The SUNY Potsdam students have been preparing for the Mountain-A-Thon throughout the semester, by repeatedly climbing the eight flights of stairs in Raymond Hall with loaded packs. On Sunday, they will haul 50-pound loads of rocks multiple times up the one-mile trail, with a 1,000-foot elevation gain.
Ten students and faculty members will take part in Mountain-A-Thon. They have set a goal of each making a minimum of four trips to the summit of Azure, bringing a total of 200 pounds of rocks to the top, and completing eight miles of climbing and 4,000 feet of elevation gain.
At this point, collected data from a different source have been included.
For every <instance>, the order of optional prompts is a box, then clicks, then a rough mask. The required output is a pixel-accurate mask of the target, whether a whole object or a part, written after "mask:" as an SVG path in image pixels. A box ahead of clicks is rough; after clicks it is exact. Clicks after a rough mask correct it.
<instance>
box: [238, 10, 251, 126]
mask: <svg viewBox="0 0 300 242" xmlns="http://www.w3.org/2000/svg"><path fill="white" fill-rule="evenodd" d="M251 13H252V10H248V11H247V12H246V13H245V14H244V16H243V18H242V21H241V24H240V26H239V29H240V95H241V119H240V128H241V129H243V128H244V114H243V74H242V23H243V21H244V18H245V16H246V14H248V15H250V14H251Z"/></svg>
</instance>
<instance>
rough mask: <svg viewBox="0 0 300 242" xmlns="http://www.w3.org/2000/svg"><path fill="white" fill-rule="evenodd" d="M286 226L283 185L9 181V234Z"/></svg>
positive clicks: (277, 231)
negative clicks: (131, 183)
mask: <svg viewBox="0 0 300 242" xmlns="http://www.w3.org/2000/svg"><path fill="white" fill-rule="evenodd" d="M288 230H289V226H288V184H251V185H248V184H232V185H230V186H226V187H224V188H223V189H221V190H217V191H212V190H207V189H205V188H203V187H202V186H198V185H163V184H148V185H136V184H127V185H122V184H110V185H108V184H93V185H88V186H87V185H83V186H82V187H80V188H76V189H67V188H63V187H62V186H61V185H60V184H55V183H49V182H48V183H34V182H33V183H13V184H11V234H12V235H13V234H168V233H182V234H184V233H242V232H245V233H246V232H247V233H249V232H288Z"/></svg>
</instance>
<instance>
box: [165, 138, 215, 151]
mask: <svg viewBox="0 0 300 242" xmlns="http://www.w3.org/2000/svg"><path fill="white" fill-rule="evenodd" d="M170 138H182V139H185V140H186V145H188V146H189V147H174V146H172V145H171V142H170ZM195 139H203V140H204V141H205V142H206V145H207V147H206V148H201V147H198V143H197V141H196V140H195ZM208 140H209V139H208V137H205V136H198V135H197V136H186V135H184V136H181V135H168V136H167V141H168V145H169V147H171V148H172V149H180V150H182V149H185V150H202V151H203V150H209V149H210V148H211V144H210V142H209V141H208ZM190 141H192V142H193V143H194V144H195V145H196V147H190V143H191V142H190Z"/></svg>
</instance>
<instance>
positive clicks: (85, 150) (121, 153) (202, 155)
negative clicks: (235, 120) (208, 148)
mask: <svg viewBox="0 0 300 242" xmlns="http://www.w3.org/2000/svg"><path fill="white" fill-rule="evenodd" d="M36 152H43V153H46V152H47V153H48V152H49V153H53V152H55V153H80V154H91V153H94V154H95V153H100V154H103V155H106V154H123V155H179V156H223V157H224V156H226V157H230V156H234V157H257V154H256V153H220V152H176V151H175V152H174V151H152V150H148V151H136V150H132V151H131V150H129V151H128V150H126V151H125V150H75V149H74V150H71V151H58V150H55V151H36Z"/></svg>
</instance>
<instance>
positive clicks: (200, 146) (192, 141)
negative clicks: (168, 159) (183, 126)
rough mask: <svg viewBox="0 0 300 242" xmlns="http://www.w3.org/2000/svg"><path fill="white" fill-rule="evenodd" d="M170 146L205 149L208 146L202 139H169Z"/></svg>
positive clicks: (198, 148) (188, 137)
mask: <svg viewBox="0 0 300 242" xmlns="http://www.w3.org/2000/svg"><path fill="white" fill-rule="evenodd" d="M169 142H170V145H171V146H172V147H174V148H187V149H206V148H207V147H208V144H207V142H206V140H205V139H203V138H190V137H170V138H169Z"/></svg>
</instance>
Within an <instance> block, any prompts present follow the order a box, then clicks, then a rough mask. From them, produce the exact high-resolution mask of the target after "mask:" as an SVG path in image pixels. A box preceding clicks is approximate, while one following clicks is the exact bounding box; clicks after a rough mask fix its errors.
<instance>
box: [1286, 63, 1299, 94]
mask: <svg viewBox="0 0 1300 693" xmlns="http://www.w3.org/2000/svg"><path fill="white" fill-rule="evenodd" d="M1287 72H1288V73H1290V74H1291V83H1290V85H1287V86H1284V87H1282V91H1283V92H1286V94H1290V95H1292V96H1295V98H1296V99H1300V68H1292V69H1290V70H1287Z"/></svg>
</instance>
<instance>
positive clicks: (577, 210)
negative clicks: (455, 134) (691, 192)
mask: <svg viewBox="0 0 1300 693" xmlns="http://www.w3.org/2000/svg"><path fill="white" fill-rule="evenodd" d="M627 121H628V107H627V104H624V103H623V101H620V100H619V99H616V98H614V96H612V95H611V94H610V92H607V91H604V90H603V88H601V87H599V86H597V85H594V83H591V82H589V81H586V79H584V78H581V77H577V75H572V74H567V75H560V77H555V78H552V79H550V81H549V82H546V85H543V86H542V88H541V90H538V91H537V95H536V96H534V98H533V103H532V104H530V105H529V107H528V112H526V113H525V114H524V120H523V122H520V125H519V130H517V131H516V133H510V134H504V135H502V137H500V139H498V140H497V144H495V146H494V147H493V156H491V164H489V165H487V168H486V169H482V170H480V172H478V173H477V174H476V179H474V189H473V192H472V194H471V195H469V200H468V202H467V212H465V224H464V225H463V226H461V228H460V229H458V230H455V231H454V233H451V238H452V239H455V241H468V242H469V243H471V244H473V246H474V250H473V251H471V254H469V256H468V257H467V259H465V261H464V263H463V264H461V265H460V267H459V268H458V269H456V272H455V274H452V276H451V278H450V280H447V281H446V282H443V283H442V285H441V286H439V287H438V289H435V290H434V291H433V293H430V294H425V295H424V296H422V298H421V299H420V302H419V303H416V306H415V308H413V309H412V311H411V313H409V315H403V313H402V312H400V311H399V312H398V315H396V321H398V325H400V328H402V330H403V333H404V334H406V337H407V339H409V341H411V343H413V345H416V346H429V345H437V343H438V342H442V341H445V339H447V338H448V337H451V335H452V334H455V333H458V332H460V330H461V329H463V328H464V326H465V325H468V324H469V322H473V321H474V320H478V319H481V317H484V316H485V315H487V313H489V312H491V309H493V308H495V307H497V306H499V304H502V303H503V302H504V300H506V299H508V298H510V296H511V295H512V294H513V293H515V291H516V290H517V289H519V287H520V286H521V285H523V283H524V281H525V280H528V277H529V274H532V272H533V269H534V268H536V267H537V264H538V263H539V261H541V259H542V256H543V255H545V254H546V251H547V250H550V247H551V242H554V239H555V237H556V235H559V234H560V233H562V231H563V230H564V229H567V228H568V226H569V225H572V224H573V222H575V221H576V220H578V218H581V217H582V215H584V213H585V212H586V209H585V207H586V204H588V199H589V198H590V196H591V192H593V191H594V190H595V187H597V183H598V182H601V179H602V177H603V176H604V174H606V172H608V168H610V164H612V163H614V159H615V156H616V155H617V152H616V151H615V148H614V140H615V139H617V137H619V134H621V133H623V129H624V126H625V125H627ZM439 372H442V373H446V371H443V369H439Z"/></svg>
In sum total, the group hopes to carry more than 2,000 pounds of rocks to the summit in a day.
There will be a variety of pledge options for the fundraiser. Options range from 25 to 50 cents per pound of rock carried, or the "all or nothing" option of a $50 pledge for carrying 200 pounds to the summit in a day.
The challenge will closely mimic the rigors of the group's upcoming expedition to the 3.3 million-acre Gila Wilderness in New Mexico. The Gila covers eight mountain ranges, including the Mogollon range, which rises out of the Gila river canyons to mountain summit elevations of over 10,000 feet. The expedition to this remote area will be resupplied via pack stock halfway through the 20-day expedition. A typical day in the Gila will involve up to several thousand feet of elevation gain, while carrying backpacks over rugged terrain that has been recently ravaged by floods and fires, and will at times lack a trail.
The event will serve multiple purposes. Students will not only raise funds and train their bodies and minds for their expedition through the Gila Wilderness in New Mexico -- they will also help with erosion control at the summit of the Adirondack peak.
The Friends of Mount Azure have for years maintained a pile of rocks at the base of the mountain, so that hikers can carry up loads to help with erosion control at the summit. The group also leads stewardship for the fire tower and trail.